My last post was about panache, and I maybe went a little overboard in saying today's peleton lacks panache.
Tennis had McEnroe.
We have Cadel Evans.
Cyclists cannot talk to spectators; unlike John McEnroe, they can't even complain. But they can make up for this barrier of silence, as all great athletes do, with the most visceral language around: the language of the body.
Who doesn't remember Jordan's exact posture when he hit the shot against Cleveland, his shrug after sinking countless three pointers against Portland, being hugged by Pippen after his miraculous rise-from-the-sickbed perforamnce against Utah? Just try scoring a touchdown and NOT celebrating without thinking of Barry Sanders.
Nobody could not celebrate like Barry could. He do backflips through all 25 defensivement and a few of his own teammates (it was the Lions), and you'd be jumping up and down and high fiving your mom, and you'd be waiting for him to cap it off with a spike, or a dunk over the goalpost, and he'd just stop, flip the ball to the ref, and head to the sidelines. One time he bent down, and you thought he was going to do the end zone prayer, but he was just tying his shoe.
That was Barry, and that was panache.
Thank goodness we in cycling have Cadel Evans, who, in the great tradition of Barry Sanders, chooses to express his particular strain of panache by sort of not celebrating, although he's not as good at not celebrating as Barry was.
We get a kiss kind of half-heartedly blown, one that doesn't require the extension of the kiss blowing hand; sort of a kiss wipe.
Yesterday's stage win in Tirreno-Adriatico gave us what Sam has called a hit off "the bong of victory"; this he accompanied with what looked like an imaginary rhetorical flourish of the kind that a Elizabethan lady may have made with her kerchief, perchance her squire departed unto sea.
To celebrate his astonishing win on the Strade Bianchi in last year's Giro, a hugely impressive bit of riding, Cadel lifted approximately all ten fingers to roughly chest height and gave us an inspiring deep exhalation that left his lips flapping for a moment.
Cadel expressed his exhuberance in an emphatic win over Contador in last year's Fleche Wallone by pointing somewhere about ten feet in the air in front of him and taking an even bigger hit on the bong of victory.

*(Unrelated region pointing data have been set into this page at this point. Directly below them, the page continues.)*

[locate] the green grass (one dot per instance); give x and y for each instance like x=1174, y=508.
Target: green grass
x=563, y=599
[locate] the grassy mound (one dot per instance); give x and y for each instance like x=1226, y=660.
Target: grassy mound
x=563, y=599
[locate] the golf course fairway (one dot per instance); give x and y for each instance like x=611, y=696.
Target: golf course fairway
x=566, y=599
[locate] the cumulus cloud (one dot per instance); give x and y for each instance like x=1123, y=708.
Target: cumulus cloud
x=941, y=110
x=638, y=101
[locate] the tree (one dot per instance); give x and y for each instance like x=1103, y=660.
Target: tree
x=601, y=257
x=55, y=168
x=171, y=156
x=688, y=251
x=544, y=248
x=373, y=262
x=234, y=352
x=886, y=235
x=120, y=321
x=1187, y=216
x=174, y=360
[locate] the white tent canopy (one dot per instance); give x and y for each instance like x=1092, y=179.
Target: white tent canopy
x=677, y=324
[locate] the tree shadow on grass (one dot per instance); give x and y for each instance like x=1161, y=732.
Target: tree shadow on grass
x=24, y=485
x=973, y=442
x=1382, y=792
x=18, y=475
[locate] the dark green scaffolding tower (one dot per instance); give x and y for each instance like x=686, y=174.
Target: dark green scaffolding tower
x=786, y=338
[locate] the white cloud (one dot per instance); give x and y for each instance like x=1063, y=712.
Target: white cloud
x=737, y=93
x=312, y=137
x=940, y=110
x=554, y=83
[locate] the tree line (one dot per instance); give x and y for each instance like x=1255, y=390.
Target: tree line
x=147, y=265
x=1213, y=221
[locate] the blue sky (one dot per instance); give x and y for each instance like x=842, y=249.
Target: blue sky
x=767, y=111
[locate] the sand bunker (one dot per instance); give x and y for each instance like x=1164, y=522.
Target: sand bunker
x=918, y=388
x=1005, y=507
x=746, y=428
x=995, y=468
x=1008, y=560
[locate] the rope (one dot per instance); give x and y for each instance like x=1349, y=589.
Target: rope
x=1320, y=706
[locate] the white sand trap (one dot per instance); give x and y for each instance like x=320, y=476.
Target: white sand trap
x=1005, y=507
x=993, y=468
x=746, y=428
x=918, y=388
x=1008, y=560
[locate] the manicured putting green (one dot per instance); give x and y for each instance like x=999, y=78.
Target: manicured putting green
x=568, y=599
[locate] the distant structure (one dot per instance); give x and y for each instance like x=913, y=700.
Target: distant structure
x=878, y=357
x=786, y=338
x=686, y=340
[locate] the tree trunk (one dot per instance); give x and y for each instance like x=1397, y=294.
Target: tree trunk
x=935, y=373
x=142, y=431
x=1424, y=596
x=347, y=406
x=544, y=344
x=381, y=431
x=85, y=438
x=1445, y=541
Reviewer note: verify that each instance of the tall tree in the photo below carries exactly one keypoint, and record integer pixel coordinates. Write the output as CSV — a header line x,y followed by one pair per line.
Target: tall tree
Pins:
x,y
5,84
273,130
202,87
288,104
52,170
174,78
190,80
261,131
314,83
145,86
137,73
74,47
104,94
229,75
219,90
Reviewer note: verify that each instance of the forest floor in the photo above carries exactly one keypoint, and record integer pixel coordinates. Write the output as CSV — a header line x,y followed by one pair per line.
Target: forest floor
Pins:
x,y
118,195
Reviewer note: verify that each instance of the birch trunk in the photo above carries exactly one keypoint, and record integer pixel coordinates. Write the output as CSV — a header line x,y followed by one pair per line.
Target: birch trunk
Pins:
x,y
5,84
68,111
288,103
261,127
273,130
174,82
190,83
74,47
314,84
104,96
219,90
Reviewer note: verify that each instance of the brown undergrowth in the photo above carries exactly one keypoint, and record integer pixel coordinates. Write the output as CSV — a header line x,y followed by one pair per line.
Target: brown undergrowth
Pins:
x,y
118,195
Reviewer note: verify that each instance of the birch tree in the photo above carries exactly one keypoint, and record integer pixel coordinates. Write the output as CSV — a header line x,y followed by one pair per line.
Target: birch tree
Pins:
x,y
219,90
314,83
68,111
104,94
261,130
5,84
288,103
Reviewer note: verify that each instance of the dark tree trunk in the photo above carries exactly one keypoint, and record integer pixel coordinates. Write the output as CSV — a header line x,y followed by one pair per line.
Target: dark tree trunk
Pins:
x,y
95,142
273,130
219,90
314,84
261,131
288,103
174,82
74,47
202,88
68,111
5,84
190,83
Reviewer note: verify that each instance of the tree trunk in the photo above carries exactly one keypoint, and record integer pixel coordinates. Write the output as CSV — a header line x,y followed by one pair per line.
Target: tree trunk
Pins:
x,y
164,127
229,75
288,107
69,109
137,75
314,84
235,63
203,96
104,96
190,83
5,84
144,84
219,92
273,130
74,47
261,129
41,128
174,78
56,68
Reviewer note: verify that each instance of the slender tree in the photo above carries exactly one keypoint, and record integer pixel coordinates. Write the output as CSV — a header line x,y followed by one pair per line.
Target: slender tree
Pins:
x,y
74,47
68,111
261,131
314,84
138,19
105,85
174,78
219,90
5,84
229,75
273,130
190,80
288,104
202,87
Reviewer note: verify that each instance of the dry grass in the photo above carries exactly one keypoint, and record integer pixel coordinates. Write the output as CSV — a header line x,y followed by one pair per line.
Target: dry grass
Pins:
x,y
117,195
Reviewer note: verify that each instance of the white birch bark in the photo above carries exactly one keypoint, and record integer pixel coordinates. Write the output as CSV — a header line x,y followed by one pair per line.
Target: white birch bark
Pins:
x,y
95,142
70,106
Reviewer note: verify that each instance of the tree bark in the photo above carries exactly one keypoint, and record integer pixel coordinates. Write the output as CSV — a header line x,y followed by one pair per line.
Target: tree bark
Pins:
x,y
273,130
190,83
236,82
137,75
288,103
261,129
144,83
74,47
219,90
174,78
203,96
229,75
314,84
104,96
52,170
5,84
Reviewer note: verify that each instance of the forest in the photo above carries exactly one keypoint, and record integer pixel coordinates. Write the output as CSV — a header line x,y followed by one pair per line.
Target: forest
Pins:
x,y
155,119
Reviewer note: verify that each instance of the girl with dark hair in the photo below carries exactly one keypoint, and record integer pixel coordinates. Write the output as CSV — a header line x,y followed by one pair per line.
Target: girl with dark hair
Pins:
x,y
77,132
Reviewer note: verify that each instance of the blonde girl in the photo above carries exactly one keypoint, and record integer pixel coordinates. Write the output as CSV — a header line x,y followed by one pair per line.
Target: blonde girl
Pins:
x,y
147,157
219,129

When he won the World Championship with an awe-inspiring one-man attack, Cadel expressed satsifaction with his God-like victory by nearly raising his right hand up to eye level, and pointing a limp thumb towards the heavens. His lips seem to form the words, "yes, thank you, I am good, it's true I like Enya and look forward to rocking out to Orinoco Flow after all the whatnot here."
Panache...it isn't just what you do, it's also what you don't do.
Take Brownie. He doesn't come right out and say, "I pattern my aesthetics after a 14-year old Canadian boy." He's not raising his hands as he crosses the finish line of sartorial and cosmatological Bieber mimological triumph; he knows understatement can be the most profound kind of panache around. Also a little goofy. But it's growing on me.